For ages women everywhere had struggled to become the perfect woman. This struggle isn't the kind to help bring out the best in everyone; it creates problems, dissatisfactions, hate and other negativity. Everyone wants to be under God's good graces, to be perfect, but everyone is wrong in not realizing that to be "perfect" can never be attained. The author, being one of the few who notices, depicts this by discussing a tragic attempt to be perfect.
At birth, everyone is innocent and ready to be mold. What becomes of the child fixedly depends on the environment she or he is in. One major impression on the child is constructed by stereotypes. They are passed around among fathers, sons, mothers daughters, so on and so fourth. Stereotypes could actually be in disguise, dressing as a family tradition, passing as a joke taken seriously, there is no end to what they could become. Why is it that girls are always given little pots and pans on Christmas and boys are always given cars and trucks? The answer lies in the past; all we know today is that it has been a tradition that has been practiced from as long as anyone could remember.

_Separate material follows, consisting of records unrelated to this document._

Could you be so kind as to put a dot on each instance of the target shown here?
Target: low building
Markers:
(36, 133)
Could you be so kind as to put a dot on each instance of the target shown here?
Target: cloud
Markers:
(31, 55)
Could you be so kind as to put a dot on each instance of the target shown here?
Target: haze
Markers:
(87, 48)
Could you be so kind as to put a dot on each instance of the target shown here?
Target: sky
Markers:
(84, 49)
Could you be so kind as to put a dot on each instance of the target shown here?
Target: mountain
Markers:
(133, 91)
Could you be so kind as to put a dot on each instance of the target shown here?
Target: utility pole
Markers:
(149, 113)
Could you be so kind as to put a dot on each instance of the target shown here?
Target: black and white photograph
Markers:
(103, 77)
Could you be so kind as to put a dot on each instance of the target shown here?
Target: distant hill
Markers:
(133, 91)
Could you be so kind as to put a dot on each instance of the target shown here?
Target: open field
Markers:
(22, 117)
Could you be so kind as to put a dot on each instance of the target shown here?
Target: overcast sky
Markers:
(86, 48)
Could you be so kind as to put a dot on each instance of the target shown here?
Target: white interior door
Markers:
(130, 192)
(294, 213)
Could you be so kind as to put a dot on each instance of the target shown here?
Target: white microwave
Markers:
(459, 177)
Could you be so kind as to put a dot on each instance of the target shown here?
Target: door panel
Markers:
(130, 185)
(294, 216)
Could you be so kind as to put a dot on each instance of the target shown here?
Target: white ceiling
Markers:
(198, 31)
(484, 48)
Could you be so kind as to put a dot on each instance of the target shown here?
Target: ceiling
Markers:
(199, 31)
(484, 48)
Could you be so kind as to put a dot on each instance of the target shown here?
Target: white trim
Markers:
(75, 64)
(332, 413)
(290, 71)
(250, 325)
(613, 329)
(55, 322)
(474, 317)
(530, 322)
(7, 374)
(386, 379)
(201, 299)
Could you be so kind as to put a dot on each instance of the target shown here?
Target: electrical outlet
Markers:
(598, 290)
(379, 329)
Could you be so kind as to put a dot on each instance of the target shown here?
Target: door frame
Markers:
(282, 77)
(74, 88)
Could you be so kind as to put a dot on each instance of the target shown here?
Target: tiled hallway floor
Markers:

The toys that the child received are to be considered as a training stage. It helps them to get used to what they are going to be dealing with the rest of their lives. But as time move forward, changes are bound to happen. When the Women's Suffrage occurred and more opportunities are opened to women, toys had to change as well. The Barbie Doll, which came out already, made sure to keep up with the time.
When the Barbie Doll just came out, she immediately captured the hearts of her loyal fans. How could someone adore a plastic figurine? Maybe it was of her stunning beauty or her intelligent mind. Her idolization went on an unstoppable uprise while every girl's self esteem went plunging down. When more jobs and schooling became available to girls, Barbie only made things worst.